J’observe autour de moi si je n’ai rien oublié dans le salon.  Joye débarque avec un dernier carton en évitant mon regard.

—    Il restait celui-ci dans ma chambre, dit-elle d’une voix chevrotante.

Mon beau brun me jette un coup d’œil un peu inquiet avant de repartir. Lorsqu’elle revient sur ses pas, la tête baissée, je l’intercepte. Elle doit me dire tout ce qu’elle a sur le cœur. C’est en relevant son visage que je remarque ses yeux rougis par les pleurs.

—    Ma bichette, viens…

J’ouvre en grand mes bras et elle ne se fait pas prier pour s’y loger. Blottie contre elle, l’estomac noué, je retiens mes larmes tandis qu'elle laisse couler les siennes. Je savais que cette journée allait être chargée en émotions mais j’étais loin de penser qu’elle craquerait la première.

—  On en a déjà parlé ma chérie. Tu m’as toi-même poussée à couper le « cordon », murmuré-je en lui caressant le dos.

—    Oui mais… je réalise seulement tout ce que va impliquer ton départ. C’était encore loin pour moi. Je ne sais pas comment l’expliquer.

—  T’es pas la seule, pour moi aussi c’est difficile. J’arrive pas à m’imaginer seule, sans toi, ce soir.
Un silence réconfortant s’impose, nous permettant de profiter d’un dernier moment rien qu’à nous. 

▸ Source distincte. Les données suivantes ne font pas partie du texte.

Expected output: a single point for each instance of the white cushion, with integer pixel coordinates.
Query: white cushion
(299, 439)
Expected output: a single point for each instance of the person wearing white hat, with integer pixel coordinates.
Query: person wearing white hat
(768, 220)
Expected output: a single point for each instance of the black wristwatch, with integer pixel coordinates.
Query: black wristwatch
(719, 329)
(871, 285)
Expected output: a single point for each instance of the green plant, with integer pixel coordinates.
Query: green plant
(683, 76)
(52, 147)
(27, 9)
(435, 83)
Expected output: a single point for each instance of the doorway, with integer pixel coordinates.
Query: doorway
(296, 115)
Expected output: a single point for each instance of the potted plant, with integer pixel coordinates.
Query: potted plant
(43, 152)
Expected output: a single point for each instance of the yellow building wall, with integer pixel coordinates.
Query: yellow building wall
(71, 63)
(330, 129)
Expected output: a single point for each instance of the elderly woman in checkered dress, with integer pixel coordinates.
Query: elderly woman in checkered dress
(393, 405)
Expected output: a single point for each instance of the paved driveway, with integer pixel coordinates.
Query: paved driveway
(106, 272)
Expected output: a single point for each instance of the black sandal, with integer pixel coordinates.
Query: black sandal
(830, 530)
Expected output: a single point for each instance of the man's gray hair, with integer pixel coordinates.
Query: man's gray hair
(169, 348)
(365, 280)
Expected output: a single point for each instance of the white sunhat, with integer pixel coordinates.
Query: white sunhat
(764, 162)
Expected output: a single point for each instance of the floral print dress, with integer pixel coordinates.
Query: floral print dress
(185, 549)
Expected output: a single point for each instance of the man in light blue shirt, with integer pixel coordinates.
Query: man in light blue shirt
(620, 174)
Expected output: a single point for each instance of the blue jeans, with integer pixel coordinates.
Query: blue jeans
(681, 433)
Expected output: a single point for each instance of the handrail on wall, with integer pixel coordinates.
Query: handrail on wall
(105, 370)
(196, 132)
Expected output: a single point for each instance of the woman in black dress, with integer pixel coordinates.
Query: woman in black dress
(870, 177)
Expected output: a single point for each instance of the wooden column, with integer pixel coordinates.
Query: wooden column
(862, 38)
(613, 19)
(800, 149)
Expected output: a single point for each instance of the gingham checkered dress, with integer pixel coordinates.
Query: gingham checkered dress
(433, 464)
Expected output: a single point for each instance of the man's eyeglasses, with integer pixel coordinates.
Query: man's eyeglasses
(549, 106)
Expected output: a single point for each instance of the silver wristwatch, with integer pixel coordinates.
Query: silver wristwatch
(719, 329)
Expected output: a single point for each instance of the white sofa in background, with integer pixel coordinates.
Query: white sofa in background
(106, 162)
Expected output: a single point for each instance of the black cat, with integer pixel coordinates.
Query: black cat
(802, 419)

—    Ça fait tellement longtemps…

—   Je sais...

Ma voix s’étrangle sous le coup de l’émotion. Il me faut quelques secondes avant d'arriver à reprendre la parole.

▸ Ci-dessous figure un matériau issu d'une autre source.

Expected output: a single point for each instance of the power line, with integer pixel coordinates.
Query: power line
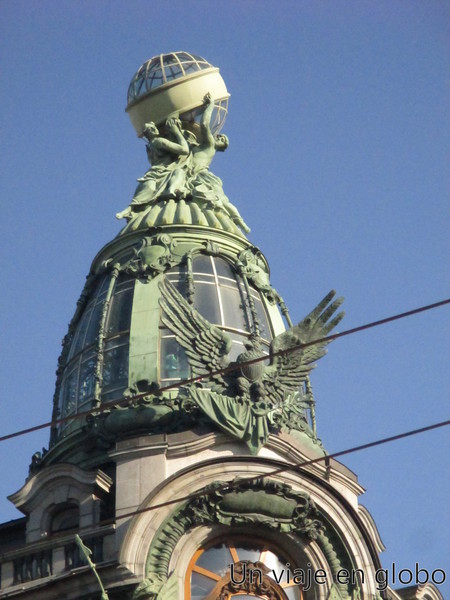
(291, 467)
(119, 403)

—   Dis-toi qu’on doit affronter cette nouvelle étape toutes les deux.

—  Comment je vais faire sans toi ? ajoute-t-elle en me serrant plus fort.

—    C’est plutôt l’inverse, tu ne crois pas ?

Je peux sentir son sourire se dessiner quand elle me répond.

—    C’est vrai. Je suis unique !

J’éclate de rire à son affirmation et reçois dans la foulée un coup à l’arrière de la tête.

—    Ok ! Ok ! C’est vrai, tu es MON indispensable. T’es contente ?

—   Enfin ! clame-t-elle à m’en péter les tympans.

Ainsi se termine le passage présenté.